Après Control (2007) consacré au destin tragique de Ian Curtis le chanteur du groupe Joy Division, le nouveau film du cinéaste -Photographe, s’attache au récit d’une rencontre mythique entre un photographe ambitieux et une star de cinéma débutante , James Dean, dont le destin sera également tragique . Superbe récit d’une vraie rencontre mythique qui changea la vie des deux protagonistes , et dont les clichés qu’elle engendra, rentreront dans l’histoire. Un beau film à ne pas manquer…

Dans sa chambre noire, Dennis Stock ( Robert Pattinson. Bien ), termine le tirage d’une de ses dernières pellicules, avant de se rendre à une soirée en l’honneur d’un metteur en Scène en vue, Nicholas Ray. Dennis Stork photographe débutant en ces temps où il lui faut se faire un nom arpente les « tapis rouge » des avant-premières et justement ces soirées comme celle où il va se rendre pour y faire les rencontres et les clichés qui pourraient «booster » sa carrière. Au cours de cette soirée il va croiser au bar un jeune homme de 24 ans comédien débutant avec lequel s’instaure un dialogue où les réflexions désabusées et les semi-confidences sur le milieu qu’il est en train de découvrir , interpellent notre Photographe qui décèle en lui une « personnalité » singulière dont les attitudes et la fragilité ont quelque chose qui attire l’attention, d’attachant et de révélateur sur une certaine « jeunesse » dont il semble refléter les les tonalités désabusées d’une rébellion, vis à vis d’une société engoncée dans ses certitudes. « il y a quelque chose à faire avec ce garçon et cette franchise de l’expressivité qui le singularise » , dit Dennis qui en parle à son employeur et lui propose de faire un reportage à Proposer au Magazine Life , sur ce jeune comédien dont il est persuadé qu’il réunit tous les ingrédients qui vont lui ouvrir les portes d’une grande carrière. Lors de la soirée, en effet, on apprendra que « Jimmy » est là invité par Nicholas Ray qui cherche un jeune comédien pour son prochain Film : La fureur de Vivre. Le cinéaste qui n’ignore pas que « Jimmy » Dean vient de terminer avec Elia Kazan, A L’Est d’Eden, est en train de négocier avec la Société Warner pour engager Jimmy…
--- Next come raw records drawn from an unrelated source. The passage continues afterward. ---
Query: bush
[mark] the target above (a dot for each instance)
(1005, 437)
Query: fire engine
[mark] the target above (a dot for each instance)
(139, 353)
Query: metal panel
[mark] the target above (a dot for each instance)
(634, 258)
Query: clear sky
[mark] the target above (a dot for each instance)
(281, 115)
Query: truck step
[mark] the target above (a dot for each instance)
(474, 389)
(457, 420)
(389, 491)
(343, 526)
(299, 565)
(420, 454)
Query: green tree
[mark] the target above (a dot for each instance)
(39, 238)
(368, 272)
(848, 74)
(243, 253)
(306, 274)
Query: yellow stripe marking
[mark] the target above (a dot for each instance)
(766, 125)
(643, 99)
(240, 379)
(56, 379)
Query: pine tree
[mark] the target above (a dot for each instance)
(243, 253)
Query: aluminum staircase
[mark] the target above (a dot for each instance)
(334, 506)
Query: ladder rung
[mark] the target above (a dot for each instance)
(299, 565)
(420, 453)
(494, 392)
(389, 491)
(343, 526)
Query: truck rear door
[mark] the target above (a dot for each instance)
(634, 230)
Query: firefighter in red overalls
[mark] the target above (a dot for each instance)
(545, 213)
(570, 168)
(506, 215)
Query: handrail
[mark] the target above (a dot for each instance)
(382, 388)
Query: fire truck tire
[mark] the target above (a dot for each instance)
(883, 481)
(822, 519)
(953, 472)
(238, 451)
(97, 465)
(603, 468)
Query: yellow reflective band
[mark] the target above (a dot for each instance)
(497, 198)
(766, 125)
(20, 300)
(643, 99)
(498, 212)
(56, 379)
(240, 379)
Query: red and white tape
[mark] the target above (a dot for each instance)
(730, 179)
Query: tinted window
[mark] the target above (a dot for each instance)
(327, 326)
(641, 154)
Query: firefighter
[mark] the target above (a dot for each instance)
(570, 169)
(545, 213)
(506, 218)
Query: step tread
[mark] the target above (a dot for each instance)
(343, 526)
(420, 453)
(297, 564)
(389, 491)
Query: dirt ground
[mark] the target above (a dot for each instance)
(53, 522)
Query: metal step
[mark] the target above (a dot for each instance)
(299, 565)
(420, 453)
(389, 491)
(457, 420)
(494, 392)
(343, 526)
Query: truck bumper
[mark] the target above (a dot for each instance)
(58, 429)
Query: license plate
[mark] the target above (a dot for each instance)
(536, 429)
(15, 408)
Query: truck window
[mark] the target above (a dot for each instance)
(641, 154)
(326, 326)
On sait, en tant que spectateur ce qu’il adviendra de la carrière de Jimmy ( Dane DeHaan , qui offre une interprétation toute intériorisée et sans verser dans les clichas , qui propose une belle approche du comédien et des personnages que James Dean a incarnés ) et de sa destinée tout aussi fulgurante que la fin tragique dans un accident de voiture . On découvre au cœur la relation qui s’instaure entre lui et le photographe, les éléments d’un parcours qui y inscrit en miroir, la parenthèse enchantée d’une rencontre ,avant le drame . Anton Corbijn conscient de ce que l’histoire véridique de cette rencontre porte en elle et dont le spectateur connaît l’issue , d’entrée de jeu, nous invite à la suivre comme une aventure qui laisse sourdre au cœur de celle-ci, les éléments qui donnent à comprendre et pénétrer à la fois l’intimité du comédien révélatrice de ses doutes et blessures , en même temps que cette soif de reconnaissance qui l’oblige à affronter un système, celui des studios et de leurs diktats de carrière imposés, comme l’illustrent les superbes scènes où Jack Warner ( Superbe Sir Ben Kingsley ) met au pas le jeune « rebelle » , qui doit savoir se maîtriser ( mise au panier sa première interview, trop libre où il dit ce qu’il pense du milieu du cinéma!) , et qui , s’il veut réussir ne pas devra désormais franchir la ligne tracée !. Surmontant son agacement qui ne fait qu’amplifier ses doutes et son mal- être , Jimmy sait qu’il va devoir faire avec les obligations des producteurs qui lui font le chantage du prochain rôle, contre sa soumission. Anton Corbijn en quelques scènes, efficaces, brosse le portrait du cinéma Hollywoodien et du star -système des années 1950. En y inscrivant en filigrane de cette relation de soumission, la subtile possible interrogation : le jeu intériorisé et torturé de cette jeune génération de comédiens dont Jimmy est représentatif, reflète-t-il une forme de résistance envers un système qui avait tendance à vouloir aseptiser et formater ( « un peu moins rebelle » , lui suggère Jack Warner ) ?. Comme semble le suggérer la séquence où Jimmy entraîne Dennis à un cours de Theâtre où il retrouve ses amis et se sent « chez lui » avec ces comédiens authentiques, qui ne trichent pas…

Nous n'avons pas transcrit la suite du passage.